Learn Lesson 04
Lesson 04 · ~3 min

Sequencing artifacts, dialed in

Real reads are noisy. 5'/3' loss eats segments. Indels shift frames. Base-callers fail. GenAIRR can dial each one independently — and the truth fields stay correct.

04 / 05

The intuition

A simulator that only models clean sequences is benchmarking your aligner's best case. The interesting case — the one your benchmark actually needs to cover — is when the molecule is half-eaten and the base-caller is guessing. Dial in each artifact and see how each one bites.

Live corruption

The top line is the clean post-mutation sequence.
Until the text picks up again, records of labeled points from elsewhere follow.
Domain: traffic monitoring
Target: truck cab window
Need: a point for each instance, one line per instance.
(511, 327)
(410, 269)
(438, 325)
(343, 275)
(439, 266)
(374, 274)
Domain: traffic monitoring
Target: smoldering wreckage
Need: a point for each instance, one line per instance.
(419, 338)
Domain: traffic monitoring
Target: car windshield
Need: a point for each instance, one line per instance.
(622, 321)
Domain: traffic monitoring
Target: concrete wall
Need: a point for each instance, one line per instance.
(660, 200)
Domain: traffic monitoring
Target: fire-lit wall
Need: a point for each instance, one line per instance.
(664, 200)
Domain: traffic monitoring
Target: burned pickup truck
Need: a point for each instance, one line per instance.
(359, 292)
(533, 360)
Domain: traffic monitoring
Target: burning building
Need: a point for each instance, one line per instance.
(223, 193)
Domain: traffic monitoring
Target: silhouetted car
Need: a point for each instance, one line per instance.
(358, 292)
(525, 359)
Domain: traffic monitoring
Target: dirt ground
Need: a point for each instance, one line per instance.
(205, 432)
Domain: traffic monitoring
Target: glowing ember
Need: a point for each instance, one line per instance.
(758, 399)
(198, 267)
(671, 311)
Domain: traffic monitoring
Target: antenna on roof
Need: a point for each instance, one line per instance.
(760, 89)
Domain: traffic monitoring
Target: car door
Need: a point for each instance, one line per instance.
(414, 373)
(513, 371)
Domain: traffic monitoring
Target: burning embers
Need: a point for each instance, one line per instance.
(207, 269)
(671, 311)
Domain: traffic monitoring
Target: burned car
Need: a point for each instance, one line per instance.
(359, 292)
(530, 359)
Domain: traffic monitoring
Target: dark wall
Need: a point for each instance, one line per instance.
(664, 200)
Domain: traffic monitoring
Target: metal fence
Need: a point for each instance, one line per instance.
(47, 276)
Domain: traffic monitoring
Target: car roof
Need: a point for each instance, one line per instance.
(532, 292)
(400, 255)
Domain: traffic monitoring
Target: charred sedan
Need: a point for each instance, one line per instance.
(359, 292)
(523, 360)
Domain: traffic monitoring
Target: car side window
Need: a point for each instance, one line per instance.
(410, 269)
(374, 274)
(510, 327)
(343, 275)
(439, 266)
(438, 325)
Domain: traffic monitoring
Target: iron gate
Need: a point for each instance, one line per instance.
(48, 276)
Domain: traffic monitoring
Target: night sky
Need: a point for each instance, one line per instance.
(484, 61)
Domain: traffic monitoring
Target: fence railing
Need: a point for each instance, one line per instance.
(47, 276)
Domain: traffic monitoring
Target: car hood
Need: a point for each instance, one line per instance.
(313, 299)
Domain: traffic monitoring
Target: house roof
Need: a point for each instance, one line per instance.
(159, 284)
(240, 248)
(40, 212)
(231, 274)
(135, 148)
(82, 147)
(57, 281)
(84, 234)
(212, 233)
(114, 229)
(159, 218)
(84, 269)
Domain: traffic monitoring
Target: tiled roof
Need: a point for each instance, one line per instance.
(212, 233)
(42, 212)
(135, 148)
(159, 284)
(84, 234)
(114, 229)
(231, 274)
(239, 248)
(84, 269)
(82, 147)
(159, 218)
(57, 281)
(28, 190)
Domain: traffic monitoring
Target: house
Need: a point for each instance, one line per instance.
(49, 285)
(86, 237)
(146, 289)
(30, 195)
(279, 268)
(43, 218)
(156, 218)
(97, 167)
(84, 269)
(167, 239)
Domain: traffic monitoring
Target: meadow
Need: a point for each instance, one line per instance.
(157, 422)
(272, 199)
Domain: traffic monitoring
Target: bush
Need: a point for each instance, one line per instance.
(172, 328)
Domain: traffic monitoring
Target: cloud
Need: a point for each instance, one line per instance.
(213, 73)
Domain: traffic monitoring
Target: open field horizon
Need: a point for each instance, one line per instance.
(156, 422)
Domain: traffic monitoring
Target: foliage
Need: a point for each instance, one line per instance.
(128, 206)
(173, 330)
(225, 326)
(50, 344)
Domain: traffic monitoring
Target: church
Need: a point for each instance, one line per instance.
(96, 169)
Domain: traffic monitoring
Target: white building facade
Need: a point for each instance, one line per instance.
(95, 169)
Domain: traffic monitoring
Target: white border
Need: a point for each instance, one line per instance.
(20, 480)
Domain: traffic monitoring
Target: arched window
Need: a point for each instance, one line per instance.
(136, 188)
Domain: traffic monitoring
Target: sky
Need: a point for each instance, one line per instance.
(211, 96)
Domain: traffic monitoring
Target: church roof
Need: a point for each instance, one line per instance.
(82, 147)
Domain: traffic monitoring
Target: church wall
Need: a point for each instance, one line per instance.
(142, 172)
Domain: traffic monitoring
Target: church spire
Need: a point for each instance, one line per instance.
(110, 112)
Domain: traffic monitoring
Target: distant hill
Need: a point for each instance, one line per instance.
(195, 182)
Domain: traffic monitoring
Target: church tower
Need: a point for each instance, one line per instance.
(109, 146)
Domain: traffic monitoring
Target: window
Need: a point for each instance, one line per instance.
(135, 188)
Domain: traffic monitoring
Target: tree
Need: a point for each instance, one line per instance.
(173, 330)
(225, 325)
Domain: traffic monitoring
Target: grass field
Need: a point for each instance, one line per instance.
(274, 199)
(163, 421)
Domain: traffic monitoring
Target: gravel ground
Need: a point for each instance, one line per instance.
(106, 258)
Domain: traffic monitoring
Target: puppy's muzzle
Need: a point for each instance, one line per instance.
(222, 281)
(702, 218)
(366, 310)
The bottom line is what your aligner would actually receive. Move the sliders.

CLEAN (truth)
CORRUPTED
5' LOSS
3' LOSS
INDEL %
N-BASE %

Even with all artifacts cranked, the V/D/J coloring tells you exactly which base belongs to which segment. That mapping is the truth GenAIRR preserves through every transformation.

The corresponding code

Each artifact is its own pass on the pipeline. length= ranges feed 5'/3' loss; count= ranges feed indels and N-bases. Drop a pass to skip that artifact entirely.

lesson_4.py
import GenAIRR as ga

result = (
    ga.Experiment.on("human_igh")
       .recombine()
       .mutate(model="s5f", count=(5, 25))
       .corrupt_5prime_loss(length=(0, 20))
       .corrupt_3prime_loss(length=(0, 20))
       .corrupt_indels(count=(0, 2), insertion_prob=0.5)
       .corrupt_ns(count=(0, 5))
       .run_records(n=1000, seed=42, expose_provenance=True)
)
Try it now

Run the snippet above, then run it again without the two corrupt_*_loss calls. Compare the mean sequence_length across the two runs — the loss-on version is measurably shorter. The corruption changed the sequence, but every truth_v_call, truth_d_call, and truth_j_call stays correct in both runs.

Exercise

Take the snippet above and crank corruption up: corrupt_5prime_loss(length=(20, 60)), corrupt_3prime_loss(length=(5, 25)), corrupt_ns(count=(0, 8)). Generate 1,000 records and confirm truth_v_call, truth_d_call, truth_j_call are non-empty in 100% of them. That's the ground-truth guarantee: the alleles were captured at construction time, and no amount of downstream chewing can erase them.